Walter Withers / Australia 1854–1914 / Wet day c.1892 / Oil on composition board / 23.6 x 29.1cm /  Purchased 1982 with funds from Jack, David and Melissa Manton through the Queensland Art Gallery Foundation / Collection: Queensland Art Gallery | Gallery of Modern Art

Walter Withers
Wet day c.1892

Not Currently on Display

Wet day is a small genre painting which is related to the urban work of Charles Conder and Arthur Streeton of the 1880s and particularly to Girolamo Nerli’s genre scenes. The work may have been painted close to Walter Withers’s studio in Collins Street, Melbourne, or (more probably) the subject may be a back street in South Yarra.

The work is a relatively early one, painted before the artist’s production of many of his most successful and best loved works at the Heidelberg School (1894–1903).

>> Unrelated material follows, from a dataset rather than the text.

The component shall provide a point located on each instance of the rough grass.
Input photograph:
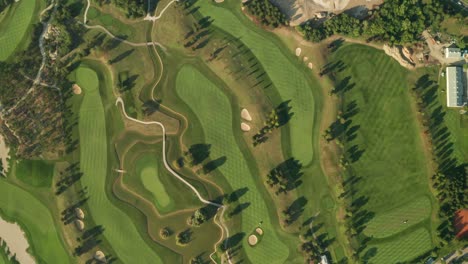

Walter Withers was born in Harndsworth, England in 1854. He arrived in Australia in 1882 and worked on the land for eighteen months. Withers trained at the Royal College of Art, London and Academie Julian, Paris. From 1887 to 1889 he lived in Paris and London, returning to Australia in 1889. Withers joined the artist’s camp at Eaglemont with Arthur Streeton, Charles Conder, Tom Roberts and Frederick McCubbin.

In 1891 he set up a studio in Melbourne, later moving to Creswick, Victoria, where he conducted open air classes attended by Norman and Percy Lindsay. Withers is a well known impressionist painter of the Heidelberg School. His work establishes close links with that of David Davies, who also sought an effective balance between the methods and outlook of impressionism and the lyrical moods of nature.


Discussion Questions

1. The artist has used a particular colour combination or palette to tell a story and create a mood. Can you describe how this painting makes you feel? What season do you think it is?

2.  Look closely at the centre of the painting. Can you see a small animal? Is this someone’s pet? 



1. Create a story to tell your friends what is happening in the painting. Who are the characters in your story and what are they doing?

2. Paint or draw a picture to show the end of your story.  Don’t forget to give your picture a title.